Below is the text of the speech made by Greg Clark, the Conservative MP for Tunbridge Wells, in the House of Commons on 11 May 2020.
In the dark, our first instinct is to search for light. In pandemics such as this, data is light. How many people have the virus? How quickly is it spreading? What kinds of people have contracted it? How old are they? What other conditions do they have? Where do they live? Where do they work? What symptoms do they experience? Do they perhaps have no symptoms? The only reliable source of data to illuminate those essential questions comes from testing.
At the beginning of the pandemic, Ministers at the Dispatch Box used to speak of the leadership of British scientists in helping to develop tests for the presence of the virus, yet while countries such as South Korea immediately introduced high levels of testing in 79 laboratories across the country, the UK took a deliberately different approach. In evidence to the Science and Technology Committee, Public Health England said that it had considered the South Korean model, but rejected it. The alternative course that we followed saw not only a low number of tests, but a number that was falling at a point in March when the spread of the disease in this country was rampant.
We have had an extensive debate about whether 100,000 tests a day is the target. It is worth remembering that, on 10 March, only 1,215 tests were carried out—fewer than two for each parliamentary constituency represented in this House. Tests were rationed, community testing was abandoned and tests were restricted to hospital patients. We turned off the light on being able to see the detailed nature of the course of the infection in this country. The Government’s chief scientific adviser told my Select Committee that that was a mistake.
Testing capacity was taken as a given, as an operational constraint. Social distancing measures advised by SAGE were predicated on that low level of testing capacity. Rather than strategy driving testing capacity, the lack of testing capacity drove strategy. It was not until the personal initiative of the Secretary of State that testing increased to the level that other countries had had for many weeks.

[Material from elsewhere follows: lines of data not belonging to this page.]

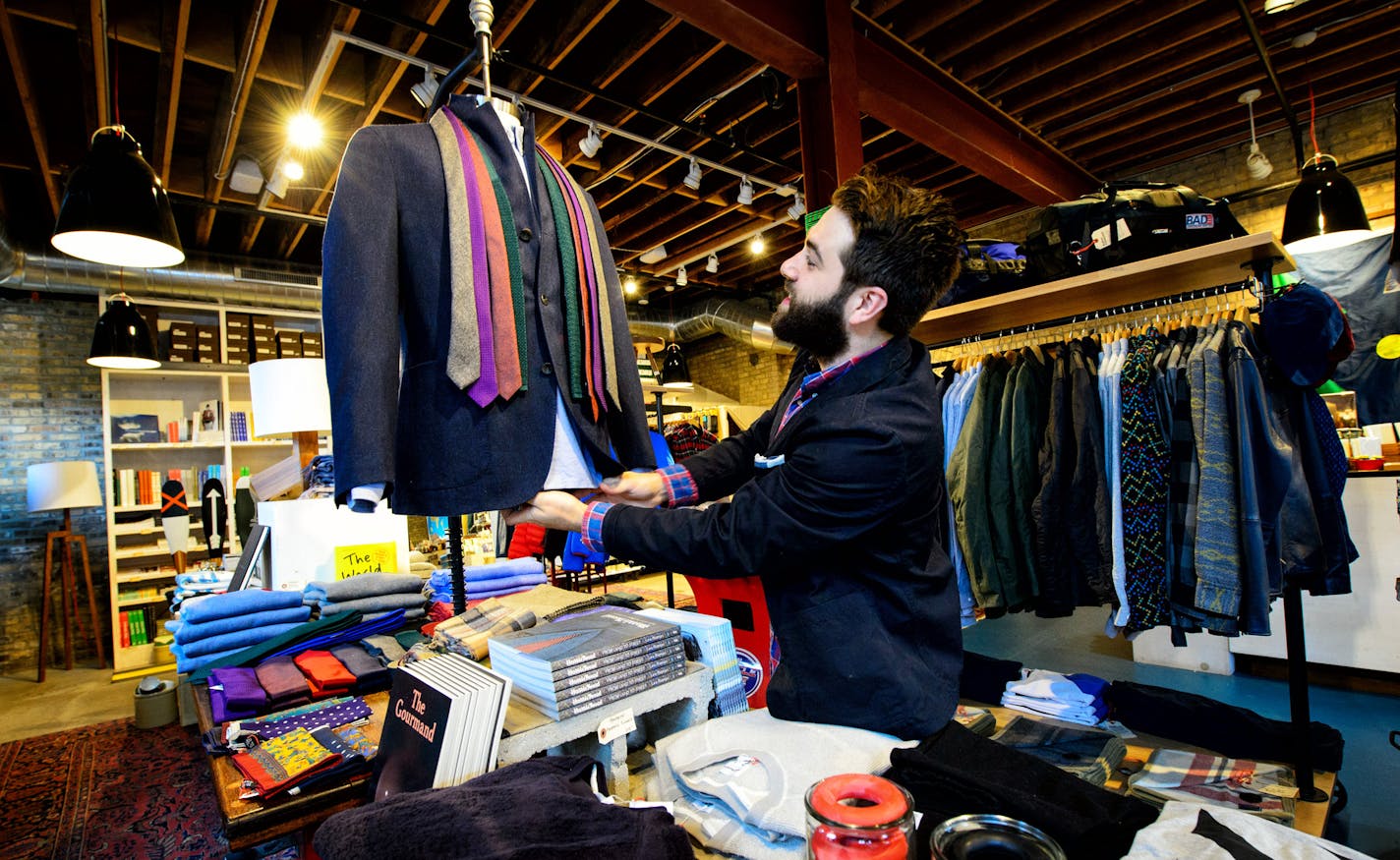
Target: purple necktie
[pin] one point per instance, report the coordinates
(485, 388)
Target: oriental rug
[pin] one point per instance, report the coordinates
(108, 790)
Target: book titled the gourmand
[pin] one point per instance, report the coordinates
(442, 724)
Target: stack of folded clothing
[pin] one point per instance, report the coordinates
(325, 674)
(1073, 698)
(468, 633)
(370, 674)
(218, 625)
(198, 583)
(489, 580)
(373, 594)
(234, 694)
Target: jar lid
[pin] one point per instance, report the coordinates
(858, 800)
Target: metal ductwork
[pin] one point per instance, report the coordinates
(223, 282)
(714, 316)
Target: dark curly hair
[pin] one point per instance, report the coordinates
(907, 243)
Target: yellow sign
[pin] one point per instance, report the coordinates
(366, 557)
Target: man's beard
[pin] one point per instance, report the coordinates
(816, 326)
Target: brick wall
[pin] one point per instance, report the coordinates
(756, 377)
(50, 409)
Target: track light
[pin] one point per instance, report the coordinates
(425, 89)
(745, 191)
(692, 180)
(796, 209)
(304, 132)
(591, 142)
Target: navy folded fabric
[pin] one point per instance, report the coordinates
(235, 639)
(237, 602)
(194, 630)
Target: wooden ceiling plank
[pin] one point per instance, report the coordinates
(1079, 16)
(1123, 27)
(567, 41)
(951, 119)
(174, 32)
(24, 88)
(623, 59)
(783, 33)
(220, 157)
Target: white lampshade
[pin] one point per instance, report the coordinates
(290, 395)
(59, 485)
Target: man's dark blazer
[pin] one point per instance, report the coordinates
(386, 299)
(843, 534)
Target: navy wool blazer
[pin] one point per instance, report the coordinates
(386, 300)
(845, 537)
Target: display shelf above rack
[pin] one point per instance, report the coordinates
(1145, 280)
(164, 445)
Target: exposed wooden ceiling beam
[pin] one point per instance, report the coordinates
(785, 33)
(24, 87)
(174, 31)
(224, 138)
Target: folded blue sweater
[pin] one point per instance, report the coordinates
(237, 602)
(195, 630)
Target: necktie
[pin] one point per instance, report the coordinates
(464, 356)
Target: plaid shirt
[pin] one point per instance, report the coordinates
(680, 487)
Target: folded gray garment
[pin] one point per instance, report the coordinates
(364, 584)
(379, 602)
(382, 646)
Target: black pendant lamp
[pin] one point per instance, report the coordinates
(115, 209)
(122, 341)
(1323, 204)
(675, 373)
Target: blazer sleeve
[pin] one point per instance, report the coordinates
(835, 487)
(360, 314)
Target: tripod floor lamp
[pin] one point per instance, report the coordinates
(65, 487)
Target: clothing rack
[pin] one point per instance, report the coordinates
(1138, 289)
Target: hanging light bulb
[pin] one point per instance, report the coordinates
(1256, 164)
(692, 180)
(796, 209)
(745, 192)
(591, 142)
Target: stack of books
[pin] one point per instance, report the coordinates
(714, 642)
(583, 661)
(1200, 777)
(442, 724)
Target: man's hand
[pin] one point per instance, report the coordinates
(552, 509)
(639, 489)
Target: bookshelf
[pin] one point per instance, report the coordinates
(141, 567)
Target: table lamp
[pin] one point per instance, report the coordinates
(290, 398)
(65, 487)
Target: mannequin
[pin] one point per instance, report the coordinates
(412, 434)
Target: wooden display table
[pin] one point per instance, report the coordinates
(663, 711)
(1308, 817)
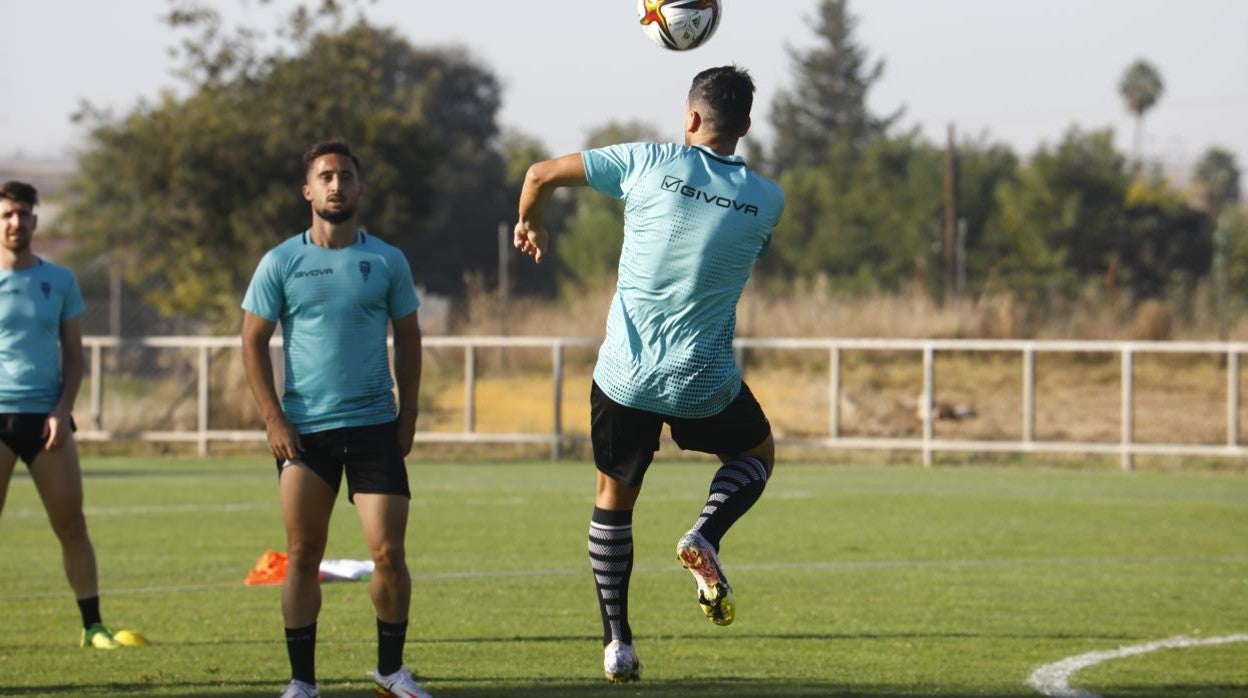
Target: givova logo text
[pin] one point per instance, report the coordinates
(313, 272)
(677, 185)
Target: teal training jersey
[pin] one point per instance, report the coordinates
(335, 307)
(694, 224)
(34, 304)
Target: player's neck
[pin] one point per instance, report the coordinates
(720, 146)
(15, 261)
(335, 236)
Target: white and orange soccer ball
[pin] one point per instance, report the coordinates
(679, 24)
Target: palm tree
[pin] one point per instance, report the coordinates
(1218, 176)
(1141, 86)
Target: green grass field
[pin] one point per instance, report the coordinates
(850, 581)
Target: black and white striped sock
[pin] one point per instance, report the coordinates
(610, 556)
(738, 483)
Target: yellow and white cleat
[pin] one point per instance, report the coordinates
(99, 637)
(714, 594)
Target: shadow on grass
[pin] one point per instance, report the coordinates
(518, 687)
(588, 638)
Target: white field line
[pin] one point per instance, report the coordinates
(668, 568)
(152, 508)
(1055, 679)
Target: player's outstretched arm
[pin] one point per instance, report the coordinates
(539, 182)
(58, 427)
(283, 440)
(407, 373)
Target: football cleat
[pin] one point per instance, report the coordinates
(714, 594)
(99, 637)
(399, 684)
(620, 662)
(300, 689)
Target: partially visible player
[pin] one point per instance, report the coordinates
(40, 375)
(695, 219)
(336, 289)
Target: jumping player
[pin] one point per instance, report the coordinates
(695, 219)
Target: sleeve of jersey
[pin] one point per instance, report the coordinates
(265, 296)
(74, 305)
(402, 297)
(614, 169)
(775, 221)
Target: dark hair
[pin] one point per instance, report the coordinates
(725, 95)
(20, 192)
(332, 146)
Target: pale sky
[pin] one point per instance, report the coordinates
(1018, 70)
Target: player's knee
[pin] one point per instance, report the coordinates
(305, 555)
(70, 528)
(388, 557)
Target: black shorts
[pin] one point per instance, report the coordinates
(23, 432)
(371, 456)
(625, 438)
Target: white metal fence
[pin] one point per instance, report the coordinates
(926, 443)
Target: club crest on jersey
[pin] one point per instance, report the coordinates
(675, 185)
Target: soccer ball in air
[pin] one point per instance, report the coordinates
(679, 24)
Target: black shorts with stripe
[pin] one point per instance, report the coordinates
(625, 438)
(370, 456)
(23, 432)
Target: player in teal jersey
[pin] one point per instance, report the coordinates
(695, 220)
(336, 289)
(40, 311)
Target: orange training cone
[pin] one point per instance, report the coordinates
(270, 570)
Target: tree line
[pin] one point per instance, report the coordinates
(186, 192)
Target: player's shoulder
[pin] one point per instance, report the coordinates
(54, 271)
(370, 242)
(286, 250)
(766, 184)
(640, 151)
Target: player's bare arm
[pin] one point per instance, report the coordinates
(58, 427)
(283, 441)
(407, 375)
(539, 182)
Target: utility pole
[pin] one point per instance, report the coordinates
(504, 284)
(950, 216)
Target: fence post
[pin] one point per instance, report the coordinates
(96, 386)
(834, 392)
(469, 387)
(557, 381)
(929, 400)
(1128, 412)
(1028, 393)
(202, 408)
(1232, 397)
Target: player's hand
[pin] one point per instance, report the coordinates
(283, 440)
(406, 431)
(56, 430)
(531, 240)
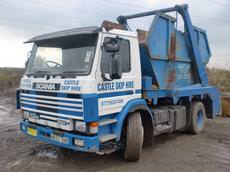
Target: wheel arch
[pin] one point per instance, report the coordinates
(146, 116)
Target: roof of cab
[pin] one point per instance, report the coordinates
(64, 33)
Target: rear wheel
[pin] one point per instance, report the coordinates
(198, 117)
(134, 137)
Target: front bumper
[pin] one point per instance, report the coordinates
(63, 139)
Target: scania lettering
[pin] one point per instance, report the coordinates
(108, 88)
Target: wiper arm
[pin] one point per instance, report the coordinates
(74, 71)
(42, 71)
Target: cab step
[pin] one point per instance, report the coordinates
(107, 121)
(107, 137)
(160, 129)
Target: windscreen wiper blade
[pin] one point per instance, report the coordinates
(74, 71)
(42, 71)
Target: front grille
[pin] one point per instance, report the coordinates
(52, 103)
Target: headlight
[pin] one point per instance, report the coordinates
(80, 126)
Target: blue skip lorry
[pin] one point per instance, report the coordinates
(103, 89)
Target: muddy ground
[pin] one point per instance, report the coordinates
(209, 151)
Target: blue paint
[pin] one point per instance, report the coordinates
(124, 112)
(18, 104)
(91, 143)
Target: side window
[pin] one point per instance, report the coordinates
(123, 53)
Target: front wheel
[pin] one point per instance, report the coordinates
(134, 137)
(198, 117)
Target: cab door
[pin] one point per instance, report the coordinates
(119, 79)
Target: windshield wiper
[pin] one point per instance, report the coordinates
(74, 71)
(42, 72)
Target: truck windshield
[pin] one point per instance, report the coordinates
(72, 55)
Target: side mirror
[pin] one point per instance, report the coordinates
(28, 58)
(115, 67)
(111, 46)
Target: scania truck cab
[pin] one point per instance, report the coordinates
(101, 89)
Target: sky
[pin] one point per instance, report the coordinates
(22, 19)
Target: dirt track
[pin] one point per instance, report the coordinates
(209, 151)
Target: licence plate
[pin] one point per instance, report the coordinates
(31, 131)
(60, 139)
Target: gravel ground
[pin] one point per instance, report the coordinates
(209, 151)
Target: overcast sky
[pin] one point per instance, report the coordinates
(23, 19)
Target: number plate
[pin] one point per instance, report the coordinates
(60, 139)
(31, 131)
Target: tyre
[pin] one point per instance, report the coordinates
(134, 137)
(198, 117)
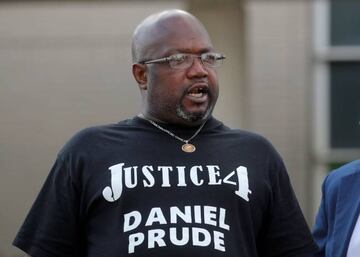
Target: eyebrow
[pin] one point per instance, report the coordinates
(187, 50)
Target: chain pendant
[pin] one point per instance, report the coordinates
(188, 148)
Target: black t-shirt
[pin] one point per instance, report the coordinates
(128, 189)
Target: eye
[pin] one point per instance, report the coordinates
(178, 58)
(210, 58)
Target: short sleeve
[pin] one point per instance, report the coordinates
(52, 227)
(287, 231)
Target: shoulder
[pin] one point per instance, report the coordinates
(91, 137)
(335, 176)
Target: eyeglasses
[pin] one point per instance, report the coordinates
(183, 61)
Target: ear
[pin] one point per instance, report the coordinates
(139, 73)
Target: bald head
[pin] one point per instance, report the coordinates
(155, 31)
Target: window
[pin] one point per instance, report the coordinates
(337, 80)
(336, 102)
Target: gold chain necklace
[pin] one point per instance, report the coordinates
(186, 147)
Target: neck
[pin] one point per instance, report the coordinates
(179, 121)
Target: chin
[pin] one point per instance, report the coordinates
(193, 116)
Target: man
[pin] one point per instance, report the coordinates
(173, 181)
(337, 227)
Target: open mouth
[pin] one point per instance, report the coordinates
(198, 91)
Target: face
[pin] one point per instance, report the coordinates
(185, 96)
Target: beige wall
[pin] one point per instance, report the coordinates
(63, 67)
(278, 54)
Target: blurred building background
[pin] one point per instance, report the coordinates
(292, 74)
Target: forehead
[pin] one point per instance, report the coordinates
(181, 35)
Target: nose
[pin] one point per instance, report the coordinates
(197, 69)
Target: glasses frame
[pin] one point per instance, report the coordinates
(170, 58)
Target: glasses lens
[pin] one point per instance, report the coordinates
(180, 61)
(211, 59)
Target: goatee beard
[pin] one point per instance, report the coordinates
(192, 116)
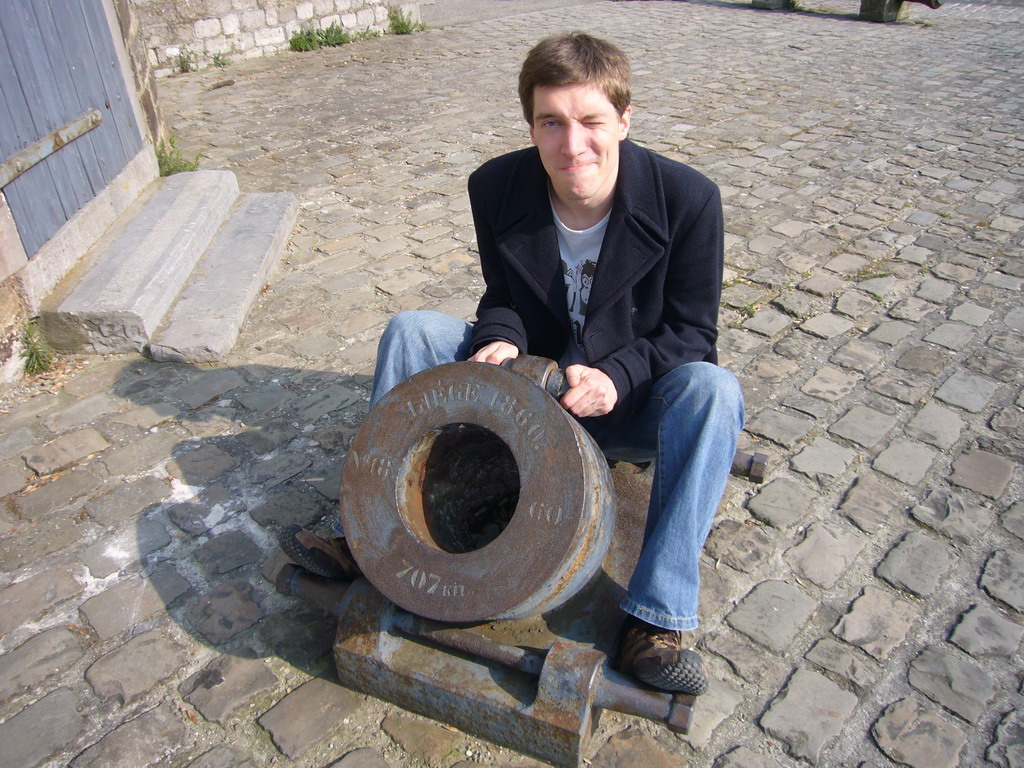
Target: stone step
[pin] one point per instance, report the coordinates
(122, 299)
(205, 321)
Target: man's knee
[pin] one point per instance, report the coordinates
(705, 387)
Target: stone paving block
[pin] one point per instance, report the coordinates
(772, 613)
(131, 670)
(809, 715)
(718, 704)
(968, 391)
(961, 519)
(911, 735)
(225, 684)
(66, 451)
(806, 404)
(855, 304)
(826, 326)
(143, 454)
(38, 657)
(27, 600)
(971, 313)
(905, 461)
(877, 622)
(857, 355)
(742, 757)
(846, 660)
(126, 502)
(1003, 578)
(782, 503)
(951, 336)
(128, 603)
(935, 425)
(925, 359)
(745, 658)
(822, 460)
(822, 285)
(280, 468)
(15, 441)
(146, 740)
(778, 427)
(227, 551)
(307, 715)
(912, 309)
(202, 466)
(1005, 752)
(891, 332)
(741, 546)
(1013, 519)
(82, 413)
(985, 631)
(60, 493)
(958, 684)
(916, 564)
(127, 548)
(228, 609)
(897, 388)
(825, 553)
(631, 745)
(768, 323)
(225, 757)
(829, 384)
(206, 385)
(937, 291)
(987, 473)
(863, 425)
(41, 729)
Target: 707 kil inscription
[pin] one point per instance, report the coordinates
(429, 584)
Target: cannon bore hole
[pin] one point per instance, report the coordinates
(463, 487)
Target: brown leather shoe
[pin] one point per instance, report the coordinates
(327, 557)
(659, 657)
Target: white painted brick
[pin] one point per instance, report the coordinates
(229, 24)
(205, 28)
(253, 19)
(269, 36)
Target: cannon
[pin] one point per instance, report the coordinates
(496, 544)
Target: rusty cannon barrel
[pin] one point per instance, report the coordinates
(469, 494)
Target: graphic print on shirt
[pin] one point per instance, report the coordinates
(579, 279)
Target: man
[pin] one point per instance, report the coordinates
(608, 258)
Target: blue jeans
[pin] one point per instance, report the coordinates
(688, 427)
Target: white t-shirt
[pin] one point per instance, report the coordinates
(579, 250)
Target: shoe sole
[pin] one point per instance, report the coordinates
(683, 676)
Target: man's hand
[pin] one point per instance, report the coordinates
(591, 392)
(496, 352)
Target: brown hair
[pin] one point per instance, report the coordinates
(574, 58)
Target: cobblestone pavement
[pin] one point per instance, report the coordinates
(863, 607)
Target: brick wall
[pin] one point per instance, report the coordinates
(199, 30)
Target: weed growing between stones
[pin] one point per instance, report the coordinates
(185, 60)
(401, 24)
(35, 350)
(169, 160)
(309, 38)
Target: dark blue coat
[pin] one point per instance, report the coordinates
(653, 302)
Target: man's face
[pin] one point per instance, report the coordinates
(578, 130)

A lack of testing has caused a lack of data, which has meant that too many of our policy decisions have been taken with a self-imposed blindfold. It is vital that the lesson is learned that we need to get ahead of need, not trail behind it in the various decisions that are to come, yet there are still some signs that that has not been fully recognised. The excellent national statistician Sir Ian Diamond told my Committee last Thursday that the major study of the prevalence of the virus that he is now conducting was commissioned not in January, February or March, but on 17 April. The failure to get ahead of the need for testing has deprived us of the information that we need to make well-informed decisions about not just the health of individuals—such as those in care homes to whom the previous two speakers have referred eloquently—but the reproduction and infection rates within population groups. This leads to later and cruder decisions than we could take if we had better data. That must be remedied so that in future, decisions can be taken not in the dark but with all the information that we need to make choices that represent a detailed knowledge of the situation in which we find ourselves.